Parfois, lorsqu'on alimente régulièrement un blog, on reçoit des livres non demandés de la part d'éditeurs ou d'attachés de presse, directement dans sa boîte à lettres. Ce fut le cas pour celui-ci, et je l'ai laissé traîner me disant, bon encore un polar historique, le genre fonctionne bien et les héros naissent régulièrement. Puis, je l'ai ouvert, un jour où je n'avais pas trop envie des autres livres m'attendant. Et alors ? me demandez-vous impatients. Eh bien, je n'ai pas réussi à le refermer avant la toute fin. L'époque n'est pas franchement décrite mais on la sent par des tournures de phrases, des descriptions des lieux et personnages et notamment leurs vêtements, leurs conditions de vie, les moyens d'investigation des policiers. Pour être plus précis, on est en 1808 et l'Empereur n'est que peu présent, le roman n'est pas un traité d'histoire qui nous en apprendra beaucoup sur la période, mais le format assez court – à peine 300 pages aérées, ce qui me va très bien – ne permet pas de se laisser aller à des explications historiques.

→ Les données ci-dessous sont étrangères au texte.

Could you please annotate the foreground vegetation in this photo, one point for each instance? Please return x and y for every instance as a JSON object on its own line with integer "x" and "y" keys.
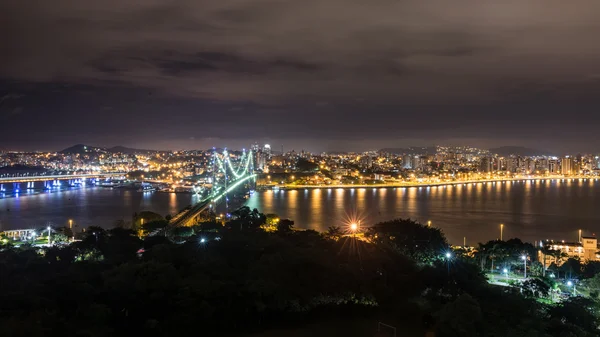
{"x": 256, "y": 274}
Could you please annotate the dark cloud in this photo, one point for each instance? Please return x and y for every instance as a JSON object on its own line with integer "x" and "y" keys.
{"x": 334, "y": 69}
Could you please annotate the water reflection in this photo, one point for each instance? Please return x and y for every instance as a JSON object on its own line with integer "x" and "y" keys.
{"x": 528, "y": 208}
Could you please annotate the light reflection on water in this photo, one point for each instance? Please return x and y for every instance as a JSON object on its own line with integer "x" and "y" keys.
{"x": 529, "y": 209}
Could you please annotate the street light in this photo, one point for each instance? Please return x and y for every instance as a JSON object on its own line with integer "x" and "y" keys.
{"x": 571, "y": 284}
{"x": 448, "y": 256}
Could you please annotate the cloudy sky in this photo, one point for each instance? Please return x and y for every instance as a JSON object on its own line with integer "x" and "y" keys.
{"x": 313, "y": 74}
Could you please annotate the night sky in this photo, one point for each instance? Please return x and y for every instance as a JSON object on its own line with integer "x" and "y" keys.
{"x": 313, "y": 74}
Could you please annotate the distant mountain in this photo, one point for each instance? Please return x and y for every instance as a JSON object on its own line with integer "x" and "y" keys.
{"x": 83, "y": 149}
{"x": 128, "y": 150}
{"x": 88, "y": 149}
{"x": 519, "y": 151}
{"x": 410, "y": 150}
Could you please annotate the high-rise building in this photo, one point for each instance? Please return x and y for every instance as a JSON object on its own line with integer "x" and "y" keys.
{"x": 566, "y": 166}
{"x": 553, "y": 166}
{"x": 486, "y": 164}
{"x": 267, "y": 150}
{"x": 407, "y": 162}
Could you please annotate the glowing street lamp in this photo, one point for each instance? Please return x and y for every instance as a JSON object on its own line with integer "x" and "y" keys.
{"x": 571, "y": 284}
{"x": 448, "y": 256}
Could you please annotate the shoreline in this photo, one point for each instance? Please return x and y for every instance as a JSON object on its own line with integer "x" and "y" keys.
{"x": 425, "y": 184}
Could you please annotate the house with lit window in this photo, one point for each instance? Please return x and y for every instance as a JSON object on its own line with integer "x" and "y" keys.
{"x": 559, "y": 251}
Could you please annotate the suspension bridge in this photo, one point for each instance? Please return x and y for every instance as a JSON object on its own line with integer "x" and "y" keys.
{"x": 228, "y": 175}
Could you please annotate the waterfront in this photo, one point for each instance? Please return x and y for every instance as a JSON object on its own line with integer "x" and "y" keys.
{"x": 531, "y": 210}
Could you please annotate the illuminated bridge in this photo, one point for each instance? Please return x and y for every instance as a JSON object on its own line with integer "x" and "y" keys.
{"x": 228, "y": 175}
{"x": 51, "y": 181}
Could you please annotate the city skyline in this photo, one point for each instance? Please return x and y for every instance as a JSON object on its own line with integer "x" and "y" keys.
{"x": 324, "y": 76}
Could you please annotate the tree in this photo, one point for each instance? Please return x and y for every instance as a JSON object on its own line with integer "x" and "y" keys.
{"x": 578, "y": 311}
{"x": 285, "y": 225}
{"x": 536, "y": 269}
{"x": 423, "y": 243}
{"x": 535, "y": 287}
{"x": 591, "y": 269}
{"x": 571, "y": 268}
{"x": 334, "y": 232}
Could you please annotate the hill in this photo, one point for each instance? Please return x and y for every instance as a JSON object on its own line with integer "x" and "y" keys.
{"x": 83, "y": 149}
{"x": 128, "y": 150}
{"x": 519, "y": 151}
{"x": 410, "y": 150}
{"x": 87, "y": 149}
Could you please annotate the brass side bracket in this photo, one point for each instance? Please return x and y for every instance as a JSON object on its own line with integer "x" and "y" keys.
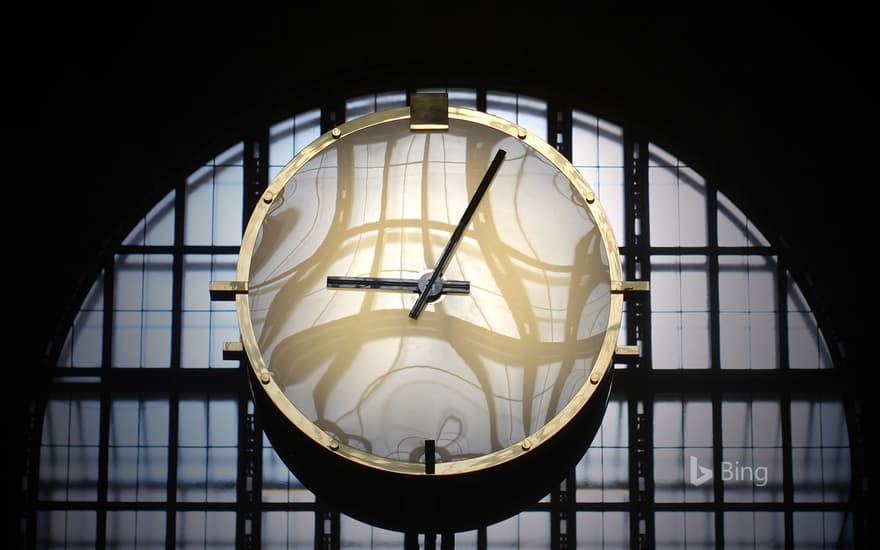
{"x": 429, "y": 112}
{"x": 619, "y": 287}
{"x": 233, "y": 351}
{"x": 225, "y": 291}
{"x": 626, "y": 354}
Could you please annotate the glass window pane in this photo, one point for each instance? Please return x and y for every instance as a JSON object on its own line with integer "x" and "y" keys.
{"x": 607, "y": 530}
{"x": 602, "y": 474}
{"x": 157, "y": 227}
{"x": 820, "y": 455}
{"x": 754, "y": 530}
{"x": 677, "y": 198}
{"x": 208, "y": 453}
{"x": 373, "y": 103}
{"x": 734, "y": 228}
{"x": 135, "y": 529}
{"x": 138, "y": 452}
{"x": 528, "y": 112}
{"x": 288, "y": 137}
{"x": 597, "y": 153}
{"x": 62, "y": 529}
{"x": 69, "y": 448}
{"x": 83, "y": 346}
{"x": 807, "y": 348}
{"x": 201, "y": 530}
{"x": 288, "y": 531}
{"x": 831, "y": 530}
{"x": 207, "y": 324}
{"x": 674, "y": 530}
{"x": 279, "y": 483}
{"x": 214, "y": 199}
{"x": 142, "y": 310}
{"x": 458, "y": 97}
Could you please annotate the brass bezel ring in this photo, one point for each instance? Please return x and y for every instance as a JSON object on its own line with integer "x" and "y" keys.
{"x": 602, "y": 366}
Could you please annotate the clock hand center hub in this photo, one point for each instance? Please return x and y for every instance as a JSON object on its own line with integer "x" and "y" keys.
{"x": 436, "y": 289}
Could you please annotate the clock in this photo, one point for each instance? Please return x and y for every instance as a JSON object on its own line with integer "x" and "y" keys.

Les L'Islois tombent comme des mouches et les cadavres s'amoncellent à la morgue. Les événements s'enchaînent à un rythme à peine soutenable, maintenant le lecteur dans un état d'inquiétude et de stress quasi permanent. Pas le temps de s'ennuyer dans ce roman policier historique qui file à toute vitesse. Divine surprise donc que "Le regard du diable". Le duo d'enquêteurs fonctionne bien, il est sympathique et secondé par le lieutenant Joubert et les pêcheurs de L'Isle sur la Sorgue. L'intrigue est suffisamment retorse pour perdre le lecteur et lui faire envisager plusieurs coupables, même si quelques indices sont semés ça et là pour affiner ses doutes.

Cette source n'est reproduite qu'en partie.